First birthday is huge - for baby's parents. Possibly siblings and grandparents. No one else is likely to remember or be very excited, though nice people will show a polite interest.
I think the grandparents were foolish to convey the great grandmother's reaction to being prompted for a gift; of course it would upset you.
Everyone needs to calm down a bit.
Next time just invite whoever it is you want to share the celebration with for tea & cake. People always perk up around cake and it's nice to have others admire your baby.
I'd feel disappointed too but you can't make people be more involved than they want as it just makes them resentful as evidenced here. Did they remember? Did you remind them before the birthday?
I think you have to accept that this is their decision. cards and presents and involvement are not an entitlement in either direction.
You say DP's parents were annoyed too. They know them better. Can they shed light on any of it? Do you get on with them generally? What about your DP? Does he have a view?
Wow. You sent the stuff back? I have to wonder if there's more to this. You already have no contact with your side. The reason you give sounds more than understandable, but that's just your side if the story. You burst into tears and send presents/cards back? It sounds like you're a drama queen. And then you'll wonder why nobody bothers again.
Yes, I think YAB PFB (Big time).
But then again, I am from a family where people just wouldnt send cards etc to grandkids and wouldnt see it as a big deal.
She's 1 she has no idea what a birthday is.
I think your being harsh they are great gp's not parents or gp's
Good grief. DS got presents from me, his aunt and one friend of mine for his first birthday. I never expected distant relatives or even friends, workmates or anyone else to remember it. Oh and a few facebook messages after I put some photos of him up eating cake. It's a first birthday.
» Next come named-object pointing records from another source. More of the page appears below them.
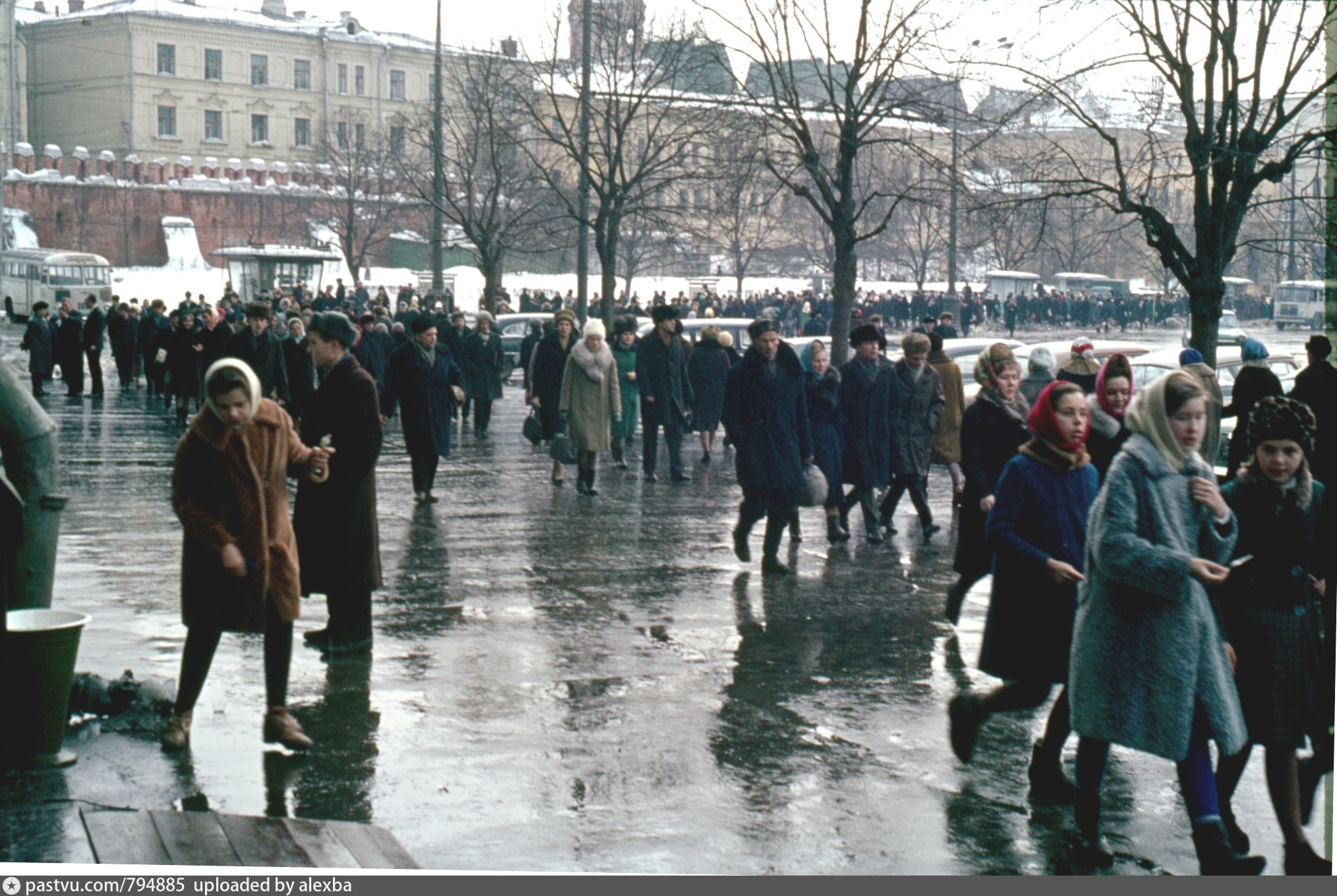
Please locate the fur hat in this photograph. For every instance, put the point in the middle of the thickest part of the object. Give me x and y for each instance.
(1277, 417)
(867, 334)
(661, 313)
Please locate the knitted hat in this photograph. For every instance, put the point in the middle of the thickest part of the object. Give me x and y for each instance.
(1277, 417)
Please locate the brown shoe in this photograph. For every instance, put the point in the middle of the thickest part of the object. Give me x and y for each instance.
(281, 728)
(177, 734)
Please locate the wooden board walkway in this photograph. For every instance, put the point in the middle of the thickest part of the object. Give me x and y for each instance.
(212, 839)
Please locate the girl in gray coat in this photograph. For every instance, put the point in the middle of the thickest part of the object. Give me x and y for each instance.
(1149, 667)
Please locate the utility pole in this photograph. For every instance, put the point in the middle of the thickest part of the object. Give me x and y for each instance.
(583, 200)
(438, 174)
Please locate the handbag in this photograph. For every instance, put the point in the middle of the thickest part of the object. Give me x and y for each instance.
(563, 450)
(812, 487)
(533, 430)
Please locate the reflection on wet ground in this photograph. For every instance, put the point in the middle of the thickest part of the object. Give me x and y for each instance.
(574, 684)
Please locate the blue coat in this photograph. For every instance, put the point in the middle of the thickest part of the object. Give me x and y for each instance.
(768, 421)
(1039, 514)
(424, 392)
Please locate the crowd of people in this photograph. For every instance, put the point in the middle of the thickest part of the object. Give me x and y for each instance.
(1168, 609)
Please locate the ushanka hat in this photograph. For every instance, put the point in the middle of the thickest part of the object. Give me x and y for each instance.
(1277, 419)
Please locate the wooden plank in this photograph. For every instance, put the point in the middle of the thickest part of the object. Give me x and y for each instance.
(194, 839)
(264, 843)
(320, 844)
(368, 848)
(125, 839)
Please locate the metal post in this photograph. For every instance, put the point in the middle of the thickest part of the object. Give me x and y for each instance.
(583, 201)
(438, 174)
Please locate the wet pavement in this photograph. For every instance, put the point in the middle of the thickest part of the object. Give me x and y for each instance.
(616, 693)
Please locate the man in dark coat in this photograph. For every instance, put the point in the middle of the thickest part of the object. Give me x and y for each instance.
(38, 344)
(70, 348)
(420, 378)
(125, 338)
(94, 340)
(665, 392)
(918, 411)
(767, 419)
(1316, 386)
(338, 537)
(261, 351)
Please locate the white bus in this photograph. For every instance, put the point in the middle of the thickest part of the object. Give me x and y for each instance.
(1299, 303)
(28, 276)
It honestly drives me crazy when people think that they need to throw a street parade for a first birthday that the child will never remember.
I would be a bit annoyed that relatives had ignored or forgotten my child's birthday but your reaction is completely OTT. In fact you sound like a spoiled child so maybe now you are a mother, you need to grow up.
If I was a relative of yours, you cutting me off would be a big relief.
Also Im a bit confused with all these great grand parents.
YABVU, she was one and wont even be aware it was her birthday. Sound like her parents, uncle and grandparents acknowledged it and thats plenty. When shes at school she will celebrate with het friends,
Returning a gift is simply rude just because it didnt meet your expectations. Luckily your dd is too young yet to pick up on those manners.
OTOH If I didn't like my grandson's partner (no idea whether they do or not) I would still get the DC a card and present if I could afford it.
I think you've been very rude and silly.
I do think you have overreacted but I can see where you are coming from . In effect this is all the family you have after obviously feeling let down in the past by your own family and now they have also let you down . If I were you I'd ring the great nan and apologise for overreacting ,then I'd move on .
Is it the heat or am I thick? I don't understand how your dd has a 'great' grandmother who is early 60's. Is that even possible? I suppose it is if you all had children at 15 but really??
I think that your issues with your own family may have, understandably, made you more sensitive to this.
Not all extended families send cards or presents or make a big deal of birthdays. It's not a measure of their love/care for your baby. It's more likely that they'll buy presents and come to parties when she's old enough to understand that it's her birthday.
It must have been hard for you to have her first birthday when estranged from your family. Events like that have a way of underlining absence. Given your reasons for cutting contact with your relations, it must bring up a lot of anger and sadness.